Sherlock Holmes: The Woman in Green (1945, 1:07:45): The Woman in Green finds Professor Moriarty—played here by Henry Daniell—arranging his most complicated scheme to date. I won't get into the details—that would spoil the mystery—but let's just say that his plan is a bit farfetched, with perhaps too many variables to be truly believable. Nonetheless, if you can suspend your disbelief, this is a tense entry, and one of the darker films in the collection. It starts with a series of murders, all women, all found with their forefingers cleanly severed. Without giving too much away, I will say that the story involves blackmail and Hilary Brooke as Lydia Marlowe, a femme fatale who is literally hypnotizing. There are several deathly suspenseful sequences; in one, Holmes outwits a sniper with the clever use of a Julius Caesar bust, and later, he narrowly escapes being mesmerized himself. The comically grumbling Inspector Lestrade is replaced here by the more serious Inspector Gregson (Matthew Boulton), but relief from the tension is still to be found in Watson, who is hilariously susceptible to hypnosis despite his boasts that it's all hogwash.
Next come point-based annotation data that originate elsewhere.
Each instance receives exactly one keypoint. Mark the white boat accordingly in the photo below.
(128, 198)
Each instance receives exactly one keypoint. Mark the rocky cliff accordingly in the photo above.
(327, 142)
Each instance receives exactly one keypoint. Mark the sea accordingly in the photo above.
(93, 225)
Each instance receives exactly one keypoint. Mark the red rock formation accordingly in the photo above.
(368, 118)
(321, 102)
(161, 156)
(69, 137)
Sherlock Holmes: Pursuit to Algiers (1945, 1:05:04): This is, without question, my least favorite film in the series. It's less a mystery than an escort mission, and nothing much happens across its 65-minute runtime. Although Holmes and Watson are on vacation, Holmes just can't resist the challenge when he's given covert, cryptic instructions to appear at Fishbone Alley, where he meets the prime minister of Rovinia, who implores Holmes to protect the son of the (fictional) country's recently assassinated king. Holmes, Watson, and Price Nikolas end up on an Algeria-bound ship stocked with suspicious passengers, but the real threat comes from three Nazi cronies who come aboard in Lisbon. There's a Prince and the Pauper-style twist and a few close calls—a bomb rigged in a paper party hat!—but this 1945 entry is anything but explosive.
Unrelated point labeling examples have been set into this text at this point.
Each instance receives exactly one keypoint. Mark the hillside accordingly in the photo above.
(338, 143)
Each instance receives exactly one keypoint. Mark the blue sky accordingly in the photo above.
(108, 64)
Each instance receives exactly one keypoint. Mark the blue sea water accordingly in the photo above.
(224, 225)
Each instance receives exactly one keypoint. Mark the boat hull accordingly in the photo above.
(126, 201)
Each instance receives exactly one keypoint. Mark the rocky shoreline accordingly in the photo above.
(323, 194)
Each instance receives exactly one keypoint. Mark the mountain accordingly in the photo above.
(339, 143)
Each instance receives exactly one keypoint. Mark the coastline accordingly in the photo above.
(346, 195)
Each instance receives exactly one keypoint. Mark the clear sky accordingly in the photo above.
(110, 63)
Sherlock Holmes: Terror by Night (1946, 59:38): If you need another example of how evocative trains can be as the setting for a detective film—see also: Murder on the Orient Express—you'll find it in Terror by Night, a locomotive-bound jewel heist and murder mystery of the first order. (Okay, second order. This is a B-movie after all.) Here, Sherlock Holmes is hired to protect the priceless "Star of Rhodesia" diamond as its owner, the snobby Lady Margaret Carstairs (Mary Forbes), travels from London to Scotland with her son, Roland (Geoffrey Steele). When poor Roland turns up dead, and the diamond goes missing, suspicion falls on several of the train's passengers, including Vivian Vedder (Renee Godfrey)—a young woman whose baggage is comprised of a coffin, complete with her dead mum's body—and even Watson's good friend, Major Duncan-Bleek (Alan Mowbray). Tensions run ragged, and there's even a great action scene that has Holmes dangling precariously from the side of the train.
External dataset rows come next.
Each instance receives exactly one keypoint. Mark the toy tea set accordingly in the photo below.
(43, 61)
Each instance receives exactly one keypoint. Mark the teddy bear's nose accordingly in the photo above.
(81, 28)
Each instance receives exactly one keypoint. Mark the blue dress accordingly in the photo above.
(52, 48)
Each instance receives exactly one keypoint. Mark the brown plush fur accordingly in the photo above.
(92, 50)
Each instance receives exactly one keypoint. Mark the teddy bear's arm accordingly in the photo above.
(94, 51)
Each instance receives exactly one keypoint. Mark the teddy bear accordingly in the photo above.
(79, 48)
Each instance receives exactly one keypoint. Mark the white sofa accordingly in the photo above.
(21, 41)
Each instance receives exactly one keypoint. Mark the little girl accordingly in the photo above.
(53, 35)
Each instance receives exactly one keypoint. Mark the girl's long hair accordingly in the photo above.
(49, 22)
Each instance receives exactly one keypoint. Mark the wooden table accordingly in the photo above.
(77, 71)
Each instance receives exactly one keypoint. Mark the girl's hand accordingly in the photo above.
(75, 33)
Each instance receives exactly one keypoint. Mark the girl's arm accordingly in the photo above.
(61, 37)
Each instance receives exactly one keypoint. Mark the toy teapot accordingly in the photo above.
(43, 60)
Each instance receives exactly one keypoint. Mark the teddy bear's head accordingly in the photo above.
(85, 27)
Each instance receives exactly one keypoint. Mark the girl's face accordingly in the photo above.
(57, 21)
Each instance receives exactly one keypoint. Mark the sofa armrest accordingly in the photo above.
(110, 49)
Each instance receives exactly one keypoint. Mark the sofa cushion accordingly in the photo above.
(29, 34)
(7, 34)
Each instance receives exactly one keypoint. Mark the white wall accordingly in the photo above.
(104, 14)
Sherlock Holmes: Dressed to Kill (1946, 1:11:50): It may not be the best of the bunch, or even among the top ten, but Dressed to Kill is a fitting end to the Rathbone/Bruce series of adventures, one that even provides a few moments of appropriately poignant retrospection for the Baker Street sleuth. The plot is extremely similar to that of The Pearl of Death, but the variations are interesting at least, with the pearl replaced by a counterfeiter's dream—plates for the Bank of England's five-pound notes—and nondescript music boxes substituting for the previous film's smashed Napoleon busts. Better yet, we get Patricia Morison as the dangerously sexy Hilda Courtney—who is indeed dressed to kill— the leader of a criminal trio who will stop at nothing to retrieve the plates. (The other two thugs are Frederick Worlock as the smooth-talking Colonel Cavanaugh and Harry Cording as Hamid, the hulking "muscle" of the group.) The solution to the mystery involves Holmes cracking a clever music box code, but as expected, his life is placed in danger numerous times along the way. In closing, a fun bit of continuity trivia: look at the wall by the door in Holmes' 221B Baker Street flat and you'll notice the bullet holes the trigger-happy detective inflicted on the plaster way way back in Sherlock Holmes Faces Death.